Once that thinking exists, the rest of the workflow becomes much easier to justify. Editing feels like editorial work instead of cleanup. Structure feels like clarity instead of control. Even AI has a clear role again, helping organize and refine what already came from experience rather than standing in for it.
Subject matter experts don’t make blogs more impressive. They make them feel real. And in an environment where so much content is technically correct but emotionally weightless, that realism is often the difference between something that gets skimmed and something that earns attention.
how to work with SMEs — without overcomplicating it
If your blog feels generic, it usually isn’t because the writing is bad. It’s because the work didn’t start with anyone who actually owns the problem.

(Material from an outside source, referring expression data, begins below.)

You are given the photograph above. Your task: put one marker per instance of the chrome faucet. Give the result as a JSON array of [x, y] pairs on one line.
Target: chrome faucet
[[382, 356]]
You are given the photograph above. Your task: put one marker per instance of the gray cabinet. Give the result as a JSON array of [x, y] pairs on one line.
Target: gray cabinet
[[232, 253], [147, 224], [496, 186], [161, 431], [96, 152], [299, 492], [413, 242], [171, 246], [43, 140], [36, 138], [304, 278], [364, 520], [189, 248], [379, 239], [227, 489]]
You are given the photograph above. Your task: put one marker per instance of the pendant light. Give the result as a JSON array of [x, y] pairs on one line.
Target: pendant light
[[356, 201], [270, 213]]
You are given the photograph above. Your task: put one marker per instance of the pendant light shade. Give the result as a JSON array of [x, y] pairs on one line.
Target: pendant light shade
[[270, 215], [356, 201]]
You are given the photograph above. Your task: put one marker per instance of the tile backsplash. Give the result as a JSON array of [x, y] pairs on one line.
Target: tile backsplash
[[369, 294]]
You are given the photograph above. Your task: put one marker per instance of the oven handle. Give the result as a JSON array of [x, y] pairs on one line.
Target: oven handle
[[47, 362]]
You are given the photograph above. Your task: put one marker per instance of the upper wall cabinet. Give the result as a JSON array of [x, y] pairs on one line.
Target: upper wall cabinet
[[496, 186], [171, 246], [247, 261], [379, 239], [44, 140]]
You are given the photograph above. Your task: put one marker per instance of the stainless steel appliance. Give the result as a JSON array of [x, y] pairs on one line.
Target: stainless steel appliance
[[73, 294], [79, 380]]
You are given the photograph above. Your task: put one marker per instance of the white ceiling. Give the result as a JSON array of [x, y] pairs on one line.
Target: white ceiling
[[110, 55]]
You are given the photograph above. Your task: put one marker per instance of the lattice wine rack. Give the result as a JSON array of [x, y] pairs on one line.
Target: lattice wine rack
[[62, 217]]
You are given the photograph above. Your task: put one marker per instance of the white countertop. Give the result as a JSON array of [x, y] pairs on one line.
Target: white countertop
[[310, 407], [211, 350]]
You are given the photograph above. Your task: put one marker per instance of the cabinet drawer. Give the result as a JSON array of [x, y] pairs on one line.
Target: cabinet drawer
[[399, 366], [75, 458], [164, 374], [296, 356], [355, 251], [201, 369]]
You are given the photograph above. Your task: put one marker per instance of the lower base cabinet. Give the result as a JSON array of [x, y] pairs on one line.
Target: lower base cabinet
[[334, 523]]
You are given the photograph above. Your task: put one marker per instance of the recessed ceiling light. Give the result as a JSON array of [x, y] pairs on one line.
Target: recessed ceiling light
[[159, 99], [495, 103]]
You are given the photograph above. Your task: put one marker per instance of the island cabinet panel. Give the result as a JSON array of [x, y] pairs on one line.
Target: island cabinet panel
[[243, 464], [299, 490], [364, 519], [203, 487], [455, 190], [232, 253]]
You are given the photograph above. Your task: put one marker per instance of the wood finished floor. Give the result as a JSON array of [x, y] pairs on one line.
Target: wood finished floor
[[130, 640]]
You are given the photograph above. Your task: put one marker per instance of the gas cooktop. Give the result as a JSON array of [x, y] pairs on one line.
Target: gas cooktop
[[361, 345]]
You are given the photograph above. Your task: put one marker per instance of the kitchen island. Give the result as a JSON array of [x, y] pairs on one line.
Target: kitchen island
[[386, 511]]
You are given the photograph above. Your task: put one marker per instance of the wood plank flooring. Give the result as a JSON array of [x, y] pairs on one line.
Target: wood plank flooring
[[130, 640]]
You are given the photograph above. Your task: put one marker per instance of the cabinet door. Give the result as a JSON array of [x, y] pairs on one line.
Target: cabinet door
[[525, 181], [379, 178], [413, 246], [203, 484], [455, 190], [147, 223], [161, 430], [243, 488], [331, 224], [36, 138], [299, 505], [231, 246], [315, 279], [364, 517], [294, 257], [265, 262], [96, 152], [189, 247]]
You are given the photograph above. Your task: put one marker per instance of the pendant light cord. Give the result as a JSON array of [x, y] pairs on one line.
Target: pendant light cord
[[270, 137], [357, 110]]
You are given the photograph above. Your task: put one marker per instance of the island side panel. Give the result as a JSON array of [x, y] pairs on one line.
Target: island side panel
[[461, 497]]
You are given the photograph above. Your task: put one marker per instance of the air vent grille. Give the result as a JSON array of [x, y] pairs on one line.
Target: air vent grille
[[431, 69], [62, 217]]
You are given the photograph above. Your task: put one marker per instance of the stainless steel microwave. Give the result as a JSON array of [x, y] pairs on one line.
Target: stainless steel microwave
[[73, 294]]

Most teams don’t struggle with SME-driven content because experts are unavailable or unwilling. They struggle because they assume this needs to be formal. A program. A process. A thing that requires buy-in, prep, and polish before it’s worth doing. By the time it gets that heavy, it stops happening altogether.
What works in practice is much simpler and much more constrained.
You’re not trying to extract everything an expert knows. You’re trying to understand how they think about one specific problem your buyers already care about, and to do that well enough that the thinking shows up on the page. That’s it.
A workable version of this usually looks like:
choose a narrow issue that sits close to your product and close to real buyer pain
talk to someone who deals with that issue as part of their actual job, not someone who just speaks well about it
come in with a small set of questions that surface friction, tradeoffs, and common misunderstandings
let them answer in their own words without steering the conversation toward a prewritten angle
record it, transcribe it, and treat that transcript as raw material, not something that needs immediate cleanup
The value isn’t in sound bites. It’s in judgment. Where they hesitate. What they qualify. What they dismiss quickly. Those moments are hard to manufacture and almost impossible to prompt for. They only show up when someone has lived with the problem long enough to have opinions about it.
Once that thinking exists, the rest of the work changes shape. Writing becomes an editorial exercise instead of a creative one. You’re deciding what to emphasize, what needs context, and what should be cut entirely. The goal isn’t to preserve everything that was said. It’s to shape it into something coherent and worth reading.
This is also where AI actually helps, if you want it to. It’s useful for organizing the transcript, tightening language, and spotting gaps in flow. It’s far less useful when it’s asked to invent the perspective in the first place. By the time it’s involved, the thinking should already be there.
When teams get this right, blogs stop feeling like outputs that need to be constantly fed. Fewer posts go live, but each one carries more weight. The content starts to read like a body of work instead of a backlog.